Rysunki z ,,Opowieści z Bukowego Lasu. Urodziny” przywołały w mojej pamięci obrazki z takich klasyków jak ,,W Jeżynowym Grodzie” czy ,,O czym szumią wierzby”, z tą jednak różnicą, że ,,Opowieści” są… komiksem!
Równocześnie z nimi ukazała się jeszcze jedna seria ,,Pan Borsuk i Pani Lisica” (o której opowiem już wkrótce), która także zalicza się do cyklu ,,Mój pierwszy komiks 5+”. Moim zdaniem jednak śmiało można sięgać po te historie nawet z młodszymi dziećmi.

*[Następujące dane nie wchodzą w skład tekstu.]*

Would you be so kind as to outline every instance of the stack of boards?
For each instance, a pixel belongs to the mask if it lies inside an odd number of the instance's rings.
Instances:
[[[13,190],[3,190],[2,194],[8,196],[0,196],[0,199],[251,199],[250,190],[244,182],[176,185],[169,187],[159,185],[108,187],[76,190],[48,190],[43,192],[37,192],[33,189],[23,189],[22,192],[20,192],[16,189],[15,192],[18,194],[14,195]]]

Książki te mają format zbliżony do A4, a ich twarda okładka wydaje się być dodatkowo wypełniona miękką gąbką. Nie mają zbyt wiele tekstu, a fabuła nie przytłacza ilością wątków, dzięki temu nie sposób się w niej pogubić.
,,Opowieści z Bukowego Lasu” to historia nietypowej rodziny Rabatków – pięciorga rodzeństwa, taty oraz cioci (tylko z opisu dowiadujemy się, że mama zginęła z rąk myśliwych). Omawiana gromada jest króliczkami, które zamieszkują urocze zakątki Bukowego Lasu.
W tej części jesteśmy świadkami urodzin najmłodszego z rodzeństwa. Wszystkie króliczki dostały imiona po kwiatkach. Solenizant nazywa się Stokrotek. Rodzina chce mu zorganizować przyjęcie-niespodziankę i musi wywabić go z domu, dlatego malec otrzymuje zadanie uporządkowania ogrodu. Wyrusza tam z jednym ze swoich braci, przy okazji poznając bardzo niegrzecznego żółwia.
W tym czasie ciocia, tata oraz rodzeństwo przygotowują kilka niespodzianek. Ciepło bijące z kart tej książki z pewnością da się odczuć także słuchaczom oraz czytelnikom. Nawet jeżeli coś chwilowo wydaje się iść nie tak jak trzeba, finalnie wszystko dobrze się kończy.
Mnie najbardziej spodobał się wątek ze wspomnianym wcześniej żółwiem. Za swoje wybryki króliczki dały mu pewne zadanie. W ten sposób żółw zrobił coś dobrego i być może udało mu się zastanowić nad własnym zachowaniem!
,,Opowieści z Bukowego Lasu. Urodziny” to mądra i zachwycająca wizualnie opowiastka, która ma potencjał stać się jedną z ulubionych w dziecięcej biblioteczce!
Z ciekawością czekam na kolejne tomy.